Our Green Commitment
Part of GAM Exterminating’s commitment to our environmentally friendly, and green sustainability efforts is our commitment to following the methods expressed in the philosophy of Integrated Pest Management (IPM). IPM is a system designed a few basic components to control pests in the most efficient and environmentally friendly way. By following our systematic IPM approach, we are able to provide our clients the necessary effective results they need while still remaining to our green commitment. Below is the process of the IPM system we use to service our clients.
The first step to IPM is proper pest identification, this is because if you don’t know what kind of pest you’re dealing with, it’s very difficult to come up with a successful management plan. It is important to inspect the location, look for evidence of pest activity, as well as interview the client to understand what they are experiencing.
Preventive cultural practices—Selecting varieties best for local growing conditions and maintaining healthy crops is the first line of defense. Plant quarantine and ‘cultural techniques’ such as crop sanitation are next, e.g., removal of diseased plants, and cleaning pruning shears to prevent spread of infections.

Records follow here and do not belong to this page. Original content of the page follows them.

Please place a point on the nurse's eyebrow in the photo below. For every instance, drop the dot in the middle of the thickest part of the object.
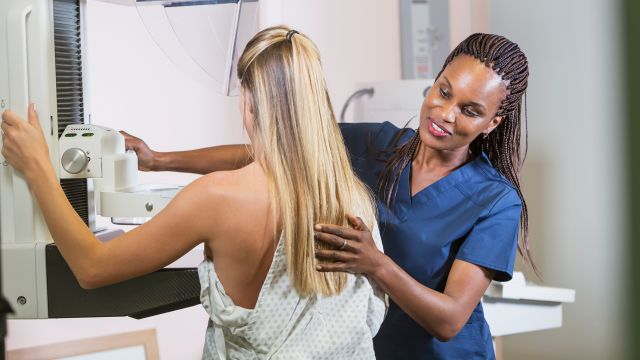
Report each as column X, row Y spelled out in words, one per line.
column 470, row 103
column 448, row 82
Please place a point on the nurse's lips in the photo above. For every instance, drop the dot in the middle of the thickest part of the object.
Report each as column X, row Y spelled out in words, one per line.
column 437, row 130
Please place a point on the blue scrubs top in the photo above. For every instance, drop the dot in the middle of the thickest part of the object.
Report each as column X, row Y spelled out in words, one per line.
column 471, row 214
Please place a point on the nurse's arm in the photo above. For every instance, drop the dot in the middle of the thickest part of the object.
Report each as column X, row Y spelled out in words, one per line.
column 443, row 315
column 198, row 161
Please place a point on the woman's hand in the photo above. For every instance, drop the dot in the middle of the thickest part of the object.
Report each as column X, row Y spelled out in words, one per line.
column 355, row 250
column 146, row 156
column 23, row 143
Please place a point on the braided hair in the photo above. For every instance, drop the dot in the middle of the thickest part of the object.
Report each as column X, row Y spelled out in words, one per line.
column 502, row 145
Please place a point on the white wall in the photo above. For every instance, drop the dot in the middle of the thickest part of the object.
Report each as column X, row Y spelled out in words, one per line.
column 359, row 40
column 573, row 175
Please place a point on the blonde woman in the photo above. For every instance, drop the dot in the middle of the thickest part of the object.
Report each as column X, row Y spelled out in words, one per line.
column 260, row 285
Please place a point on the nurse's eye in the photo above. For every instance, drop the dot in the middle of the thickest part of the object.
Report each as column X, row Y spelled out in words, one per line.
column 467, row 110
column 444, row 92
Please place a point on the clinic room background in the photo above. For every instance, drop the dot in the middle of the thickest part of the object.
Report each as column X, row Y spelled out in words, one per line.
column 580, row 165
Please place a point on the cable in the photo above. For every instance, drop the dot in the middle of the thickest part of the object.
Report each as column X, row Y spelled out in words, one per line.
column 355, row 95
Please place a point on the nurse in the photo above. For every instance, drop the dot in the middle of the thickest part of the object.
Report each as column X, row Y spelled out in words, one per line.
column 449, row 201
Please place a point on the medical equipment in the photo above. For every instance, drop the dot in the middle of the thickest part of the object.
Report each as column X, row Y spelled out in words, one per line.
column 42, row 62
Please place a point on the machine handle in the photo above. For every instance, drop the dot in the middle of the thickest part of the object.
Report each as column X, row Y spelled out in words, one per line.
column 13, row 184
column 18, row 58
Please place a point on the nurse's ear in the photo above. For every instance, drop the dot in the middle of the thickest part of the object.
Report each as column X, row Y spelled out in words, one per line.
column 494, row 123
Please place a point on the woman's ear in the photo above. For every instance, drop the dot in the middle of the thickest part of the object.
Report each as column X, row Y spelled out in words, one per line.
column 493, row 124
column 248, row 100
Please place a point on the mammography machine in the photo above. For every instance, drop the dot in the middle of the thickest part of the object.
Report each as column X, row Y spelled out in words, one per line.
column 41, row 61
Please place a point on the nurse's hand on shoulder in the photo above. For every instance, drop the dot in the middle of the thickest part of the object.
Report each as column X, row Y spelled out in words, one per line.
column 146, row 156
column 23, row 142
column 354, row 251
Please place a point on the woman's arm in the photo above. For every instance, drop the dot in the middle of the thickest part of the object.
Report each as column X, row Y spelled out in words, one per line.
column 442, row 314
column 157, row 243
column 199, row 161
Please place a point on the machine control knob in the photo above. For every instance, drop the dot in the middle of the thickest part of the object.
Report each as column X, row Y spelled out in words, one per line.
column 74, row 160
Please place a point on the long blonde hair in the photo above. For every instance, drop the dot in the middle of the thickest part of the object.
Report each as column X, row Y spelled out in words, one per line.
column 301, row 148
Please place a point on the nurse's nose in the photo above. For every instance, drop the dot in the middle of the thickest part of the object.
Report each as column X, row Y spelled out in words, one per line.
column 448, row 113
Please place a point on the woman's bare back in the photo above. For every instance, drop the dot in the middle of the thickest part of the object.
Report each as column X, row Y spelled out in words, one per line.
column 242, row 239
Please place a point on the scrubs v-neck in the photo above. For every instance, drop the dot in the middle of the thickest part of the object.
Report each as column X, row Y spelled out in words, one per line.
column 472, row 214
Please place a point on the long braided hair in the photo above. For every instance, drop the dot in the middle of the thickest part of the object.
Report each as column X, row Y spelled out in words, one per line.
column 502, row 145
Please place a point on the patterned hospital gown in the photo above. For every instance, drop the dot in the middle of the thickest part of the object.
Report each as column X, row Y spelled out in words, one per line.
column 284, row 325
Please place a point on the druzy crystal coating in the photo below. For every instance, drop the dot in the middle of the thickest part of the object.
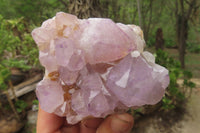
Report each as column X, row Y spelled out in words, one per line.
column 95, row 67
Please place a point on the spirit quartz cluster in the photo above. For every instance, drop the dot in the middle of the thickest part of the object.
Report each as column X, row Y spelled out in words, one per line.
column 95, row 67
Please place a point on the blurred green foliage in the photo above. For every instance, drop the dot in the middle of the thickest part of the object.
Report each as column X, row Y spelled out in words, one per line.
column 17, row 50
column 20, row 105
column 175, row 93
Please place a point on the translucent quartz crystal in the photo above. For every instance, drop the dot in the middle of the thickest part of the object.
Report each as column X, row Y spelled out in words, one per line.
column 95, row 67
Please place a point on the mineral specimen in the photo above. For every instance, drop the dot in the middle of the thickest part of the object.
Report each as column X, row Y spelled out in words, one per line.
column 95, row 67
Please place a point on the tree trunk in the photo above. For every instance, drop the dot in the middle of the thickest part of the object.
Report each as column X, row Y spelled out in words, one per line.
column 182, row 34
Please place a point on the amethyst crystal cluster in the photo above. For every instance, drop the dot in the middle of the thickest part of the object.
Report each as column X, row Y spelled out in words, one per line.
column 95, row 67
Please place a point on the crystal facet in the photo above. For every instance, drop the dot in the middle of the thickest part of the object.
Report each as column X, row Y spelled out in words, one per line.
column 95, row 67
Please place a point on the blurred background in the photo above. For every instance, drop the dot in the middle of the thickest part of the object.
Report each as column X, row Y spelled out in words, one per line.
column 171, row 30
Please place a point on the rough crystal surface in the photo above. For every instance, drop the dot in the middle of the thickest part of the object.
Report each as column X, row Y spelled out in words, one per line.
column 95, row 67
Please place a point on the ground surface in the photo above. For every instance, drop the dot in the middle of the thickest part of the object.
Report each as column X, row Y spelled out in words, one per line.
column 179, row 121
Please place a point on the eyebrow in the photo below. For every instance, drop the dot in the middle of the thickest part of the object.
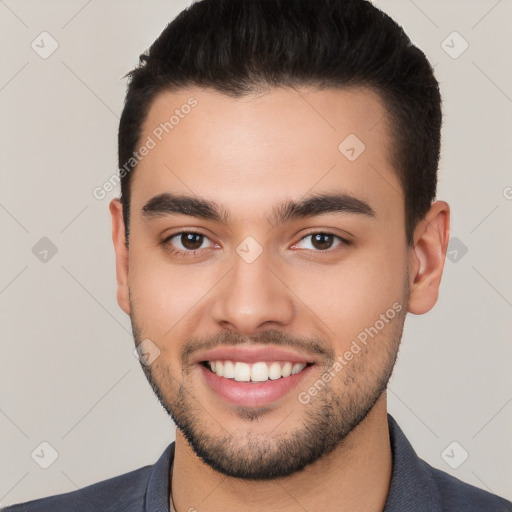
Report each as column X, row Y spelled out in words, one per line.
column 314, row 205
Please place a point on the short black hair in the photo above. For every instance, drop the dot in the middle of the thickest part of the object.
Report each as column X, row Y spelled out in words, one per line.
column 240, row 47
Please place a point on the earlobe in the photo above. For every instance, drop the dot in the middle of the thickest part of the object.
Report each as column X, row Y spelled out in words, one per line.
column 119, row 240
column 427, row 257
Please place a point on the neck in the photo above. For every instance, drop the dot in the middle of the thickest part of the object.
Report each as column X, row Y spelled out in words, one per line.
column 354, row 477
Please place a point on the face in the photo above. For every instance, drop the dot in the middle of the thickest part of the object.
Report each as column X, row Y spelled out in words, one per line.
column 267, row 271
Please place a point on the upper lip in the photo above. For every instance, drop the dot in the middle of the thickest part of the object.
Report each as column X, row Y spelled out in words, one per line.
column 252, row 354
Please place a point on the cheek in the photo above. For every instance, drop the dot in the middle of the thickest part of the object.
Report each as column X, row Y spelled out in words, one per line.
column 352, row 296
column 167, row 296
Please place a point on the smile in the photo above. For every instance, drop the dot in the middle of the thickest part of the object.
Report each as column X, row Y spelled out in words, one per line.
column 260, row 371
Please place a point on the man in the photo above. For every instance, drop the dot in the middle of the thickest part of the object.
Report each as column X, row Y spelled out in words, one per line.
column 277, row 221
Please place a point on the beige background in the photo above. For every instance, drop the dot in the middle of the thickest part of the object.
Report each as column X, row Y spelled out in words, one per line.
column 68, row 374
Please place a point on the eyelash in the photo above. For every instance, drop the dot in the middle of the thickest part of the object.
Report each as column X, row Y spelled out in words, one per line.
column 186, row 254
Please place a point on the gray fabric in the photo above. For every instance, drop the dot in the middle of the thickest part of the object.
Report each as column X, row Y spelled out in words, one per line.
column 415, row 487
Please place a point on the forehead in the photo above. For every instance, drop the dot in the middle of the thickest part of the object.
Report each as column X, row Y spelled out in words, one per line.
column 250, row 153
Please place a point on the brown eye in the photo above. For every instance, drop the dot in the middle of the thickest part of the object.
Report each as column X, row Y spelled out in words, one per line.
column 322, row 241
column 185, row 243
column 191, row 241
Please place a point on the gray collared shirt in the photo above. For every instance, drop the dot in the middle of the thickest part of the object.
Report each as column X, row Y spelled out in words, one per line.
column 415, row 487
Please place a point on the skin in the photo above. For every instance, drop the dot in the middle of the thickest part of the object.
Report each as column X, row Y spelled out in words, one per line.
column 248, row 154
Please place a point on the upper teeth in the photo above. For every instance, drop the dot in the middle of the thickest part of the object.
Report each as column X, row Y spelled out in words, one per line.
column 256, row 372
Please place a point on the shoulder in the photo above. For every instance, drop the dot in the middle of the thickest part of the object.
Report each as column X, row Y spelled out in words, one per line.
column 456, row 495
column 123, row 492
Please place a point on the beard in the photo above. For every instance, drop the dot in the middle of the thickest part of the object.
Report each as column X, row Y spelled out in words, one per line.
column 327, row 419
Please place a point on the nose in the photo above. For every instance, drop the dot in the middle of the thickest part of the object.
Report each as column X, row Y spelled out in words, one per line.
column 253, row 297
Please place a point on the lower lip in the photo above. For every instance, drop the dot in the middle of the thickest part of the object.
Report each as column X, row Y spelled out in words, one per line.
column 252, row 394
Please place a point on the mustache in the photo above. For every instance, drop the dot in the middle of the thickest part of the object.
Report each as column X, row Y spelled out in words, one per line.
column 313, row 345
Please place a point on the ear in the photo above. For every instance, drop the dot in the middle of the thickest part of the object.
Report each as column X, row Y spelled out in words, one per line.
column 118, row 237
column 427, row 257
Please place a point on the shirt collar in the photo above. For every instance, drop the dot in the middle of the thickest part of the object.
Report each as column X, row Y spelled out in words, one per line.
column 412, row 485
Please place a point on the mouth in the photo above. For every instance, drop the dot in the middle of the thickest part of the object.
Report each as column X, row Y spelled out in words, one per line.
column 260, row 371
column 253, row 384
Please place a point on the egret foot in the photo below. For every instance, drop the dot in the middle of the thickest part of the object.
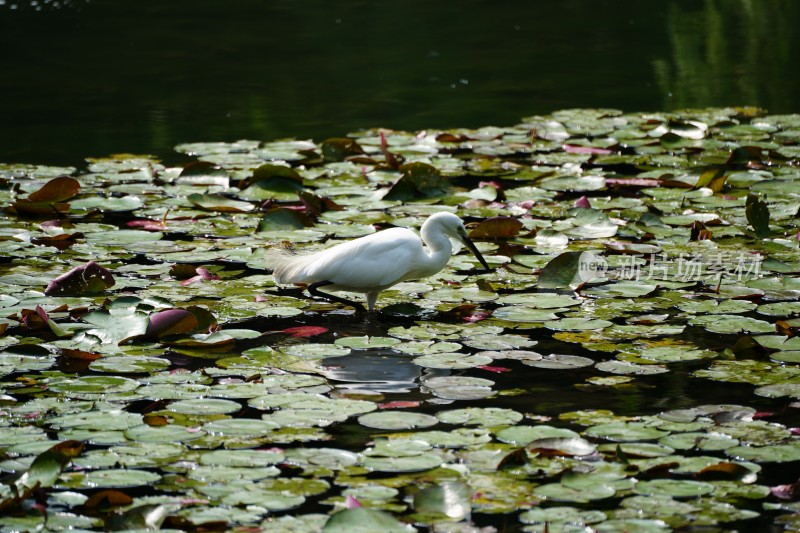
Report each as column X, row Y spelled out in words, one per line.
column 313, row 290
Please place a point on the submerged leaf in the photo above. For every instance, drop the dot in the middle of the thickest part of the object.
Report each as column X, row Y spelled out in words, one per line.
column 419, row 180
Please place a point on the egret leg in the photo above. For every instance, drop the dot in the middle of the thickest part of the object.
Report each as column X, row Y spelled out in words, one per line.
column 313, row 290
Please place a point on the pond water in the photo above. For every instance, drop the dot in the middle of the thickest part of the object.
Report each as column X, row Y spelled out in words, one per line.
column 89, row 78
column 624, row 403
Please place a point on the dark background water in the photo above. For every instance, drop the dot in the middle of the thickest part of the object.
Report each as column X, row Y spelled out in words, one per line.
column 88, row 78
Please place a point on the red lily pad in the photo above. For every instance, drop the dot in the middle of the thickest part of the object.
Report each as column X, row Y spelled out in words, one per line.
column 170, row 322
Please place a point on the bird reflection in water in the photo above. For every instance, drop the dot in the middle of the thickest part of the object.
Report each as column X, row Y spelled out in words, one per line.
column 378, row 370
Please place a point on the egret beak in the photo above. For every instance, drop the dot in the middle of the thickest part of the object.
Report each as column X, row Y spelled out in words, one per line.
column 468, row 242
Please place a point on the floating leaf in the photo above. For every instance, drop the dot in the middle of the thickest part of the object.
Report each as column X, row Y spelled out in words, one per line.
column 757, row 214
column 364, row 520
column 496, row 228
column 418, row 180
column 452, row 499
column 571, row 269
column 216, row 202
column 87, row 278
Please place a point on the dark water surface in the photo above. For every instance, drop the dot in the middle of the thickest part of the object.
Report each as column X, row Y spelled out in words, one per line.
column 88, row 78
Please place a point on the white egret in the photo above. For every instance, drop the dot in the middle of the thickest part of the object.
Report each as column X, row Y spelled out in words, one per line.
column 374, row 263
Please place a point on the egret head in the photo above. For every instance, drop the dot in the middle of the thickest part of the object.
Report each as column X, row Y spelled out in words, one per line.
column 453, row 227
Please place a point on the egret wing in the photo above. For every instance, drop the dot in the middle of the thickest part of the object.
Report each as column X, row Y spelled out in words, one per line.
column 378, row 260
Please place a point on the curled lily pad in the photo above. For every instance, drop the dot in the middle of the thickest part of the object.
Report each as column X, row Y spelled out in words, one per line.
column 364, row 520
column 677, row 488
column 87, row 278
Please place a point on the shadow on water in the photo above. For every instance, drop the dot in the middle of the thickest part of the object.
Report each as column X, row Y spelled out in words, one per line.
column 93, row 78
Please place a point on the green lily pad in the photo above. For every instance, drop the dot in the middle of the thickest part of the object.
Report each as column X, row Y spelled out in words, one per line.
column 397, row 420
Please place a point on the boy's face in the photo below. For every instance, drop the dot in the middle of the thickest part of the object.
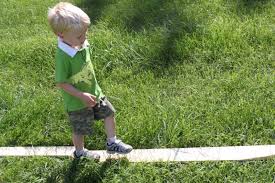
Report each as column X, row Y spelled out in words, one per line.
column 74, row 39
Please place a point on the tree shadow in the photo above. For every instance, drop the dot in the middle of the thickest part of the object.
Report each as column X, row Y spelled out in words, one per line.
column 250, row 7
column 148, row 15
column 94, row 8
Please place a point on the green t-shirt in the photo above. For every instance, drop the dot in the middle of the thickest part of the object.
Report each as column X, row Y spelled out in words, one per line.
column 79, row 72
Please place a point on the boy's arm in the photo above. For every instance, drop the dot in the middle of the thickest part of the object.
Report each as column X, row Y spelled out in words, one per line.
column 87, row 98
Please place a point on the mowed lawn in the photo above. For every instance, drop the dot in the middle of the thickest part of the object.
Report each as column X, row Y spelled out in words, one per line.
column 180, row 73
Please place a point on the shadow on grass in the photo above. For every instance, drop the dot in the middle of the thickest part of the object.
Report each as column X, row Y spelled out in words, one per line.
column 85, row 170
column 148, row 15
column 94, row 8
column 250, row 7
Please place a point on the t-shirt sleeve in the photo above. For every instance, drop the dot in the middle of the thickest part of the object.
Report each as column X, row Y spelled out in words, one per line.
column 62, row 70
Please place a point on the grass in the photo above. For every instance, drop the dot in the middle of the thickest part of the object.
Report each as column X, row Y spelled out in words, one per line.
column 179, row 73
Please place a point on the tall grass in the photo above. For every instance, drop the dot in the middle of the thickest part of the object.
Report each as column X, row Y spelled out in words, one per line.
column 179, row 73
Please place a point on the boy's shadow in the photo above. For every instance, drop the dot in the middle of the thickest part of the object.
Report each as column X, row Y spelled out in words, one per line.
column 85, row 170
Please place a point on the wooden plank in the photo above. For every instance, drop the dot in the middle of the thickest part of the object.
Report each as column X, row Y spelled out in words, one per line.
column 157, row 155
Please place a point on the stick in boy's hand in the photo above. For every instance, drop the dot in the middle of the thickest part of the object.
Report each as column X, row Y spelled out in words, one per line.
column 88, row 99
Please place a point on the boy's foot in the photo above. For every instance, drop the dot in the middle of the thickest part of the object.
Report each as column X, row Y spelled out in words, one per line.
column 87, row 154
column 118, row 147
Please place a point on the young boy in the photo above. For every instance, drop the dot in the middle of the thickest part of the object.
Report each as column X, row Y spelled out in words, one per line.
column 75, row 76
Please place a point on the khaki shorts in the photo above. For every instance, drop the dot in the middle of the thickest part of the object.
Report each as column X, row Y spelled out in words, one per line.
column 82, row 120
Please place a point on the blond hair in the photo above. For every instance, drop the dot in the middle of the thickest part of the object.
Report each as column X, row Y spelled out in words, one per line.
column 65, row 17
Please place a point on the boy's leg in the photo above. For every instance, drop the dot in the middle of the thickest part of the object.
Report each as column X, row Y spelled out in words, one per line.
column 81, row 121
column 78, row 141
column 110, row 126
column 104, row 110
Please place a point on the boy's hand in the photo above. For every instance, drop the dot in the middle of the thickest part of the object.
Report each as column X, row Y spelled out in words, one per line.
column 88, row 99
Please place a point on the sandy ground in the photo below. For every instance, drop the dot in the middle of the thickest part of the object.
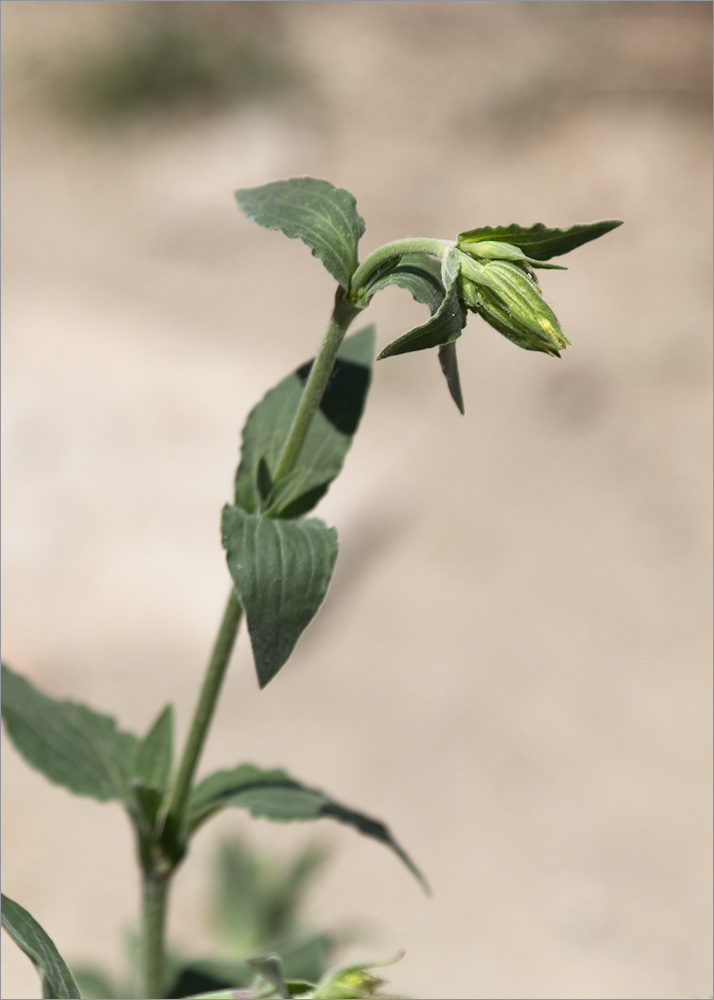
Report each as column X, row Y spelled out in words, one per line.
column 513, row 665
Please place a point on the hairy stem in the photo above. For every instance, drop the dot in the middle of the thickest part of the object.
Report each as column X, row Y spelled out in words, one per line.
column 154, row 895
column 173, row 833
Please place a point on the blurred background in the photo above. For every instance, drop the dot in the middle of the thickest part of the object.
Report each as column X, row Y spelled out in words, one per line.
column 512, row 667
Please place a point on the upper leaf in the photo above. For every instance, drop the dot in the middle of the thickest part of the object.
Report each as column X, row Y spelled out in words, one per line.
column 446, row 323
column 281, row 571
column 69, row 743
column 57, row 981
column 540, row 241
column 315, row 211
column 327, row 441
column 418, row 273
column 274, row 795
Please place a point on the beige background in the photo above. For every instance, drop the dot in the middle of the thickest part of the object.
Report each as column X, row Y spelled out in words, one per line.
column 513, row 665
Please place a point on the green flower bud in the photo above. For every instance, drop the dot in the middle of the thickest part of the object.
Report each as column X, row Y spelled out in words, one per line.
column 507, row 296
column 486, row 250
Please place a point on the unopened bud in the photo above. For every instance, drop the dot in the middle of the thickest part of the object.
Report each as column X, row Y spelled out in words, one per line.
column 509, row 299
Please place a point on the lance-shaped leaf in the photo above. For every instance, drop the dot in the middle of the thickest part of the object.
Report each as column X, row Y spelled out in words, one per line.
column 418, row 273
column 327, row 441
column 539, row 241
column 57, row 981
column 154, row 753
column 444, row 326
column 281, row 571
column 274, row 795
column 69, row 743
column 450, row 368
column 314, row 211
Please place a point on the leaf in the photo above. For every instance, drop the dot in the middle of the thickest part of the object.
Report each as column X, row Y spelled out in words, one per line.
column 327, row 442
column 153, row 761
column 418, row 273
column 444, row 326
column 450, row 368
column 69, row 743
column 540, row 241
column 281, row 571
column 274, row 795
column 421, row 275
column 57, row 980
column 315, row 211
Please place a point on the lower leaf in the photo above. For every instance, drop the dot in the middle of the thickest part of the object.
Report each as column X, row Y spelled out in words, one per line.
column 57, row 981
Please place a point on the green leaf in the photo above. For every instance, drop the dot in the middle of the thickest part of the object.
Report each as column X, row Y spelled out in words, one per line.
column 418, row 273
column 153, row 761
column 57, row 980
column 444, row 326
column 274, row 795
column 69, row 743
column 540, row 241
column 315, row 211
column 281, row 571
column 450, row 368
column 327, row 442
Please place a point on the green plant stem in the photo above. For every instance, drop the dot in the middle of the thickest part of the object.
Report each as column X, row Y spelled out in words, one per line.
column 156, row 880
column 391, row 251
column 202, row 716
column 155, row 888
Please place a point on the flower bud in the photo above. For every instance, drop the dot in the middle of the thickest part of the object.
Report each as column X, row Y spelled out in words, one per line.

Beneficial fungi and bacteria are added to the potting media of horticultural crops vulnerable to root diseases, greatly reducing the need for fungicides. For interior/structural pest control. Other methods of preventive cultural practices include sanitation. Eliminating clutters, food sources, shelter, harborage areas, standing water, trash and other needs for pests to survive is an effective method in reducing the risk of a pest population.
Monitoring—Regular observation is critically important. Observation is broken into inspection and identification. Visual inspection, insect and spore traps, and other methods are used to monitor pest levels. Record-keeping is essential, as is a thorough knowledge target pest behavior and reproductive cycles. Since insects are cold-blooded, their physical development is dependent on area temperatures.
Mechanical controls— If in the event a pest reaches an unacceptable level, mechanical methods are the first options. They include simple hand-picking, barriers, traps, and vacuuming to disrupt breeding.
Biological controls—Natural biological processes and materials can provide control, with acceptable environmental impact, and often at lower cost. The main approach is to promote beneficial insects that eat or parasitize target pests. Biological insecticides, derived from naturally occurring microorganisms.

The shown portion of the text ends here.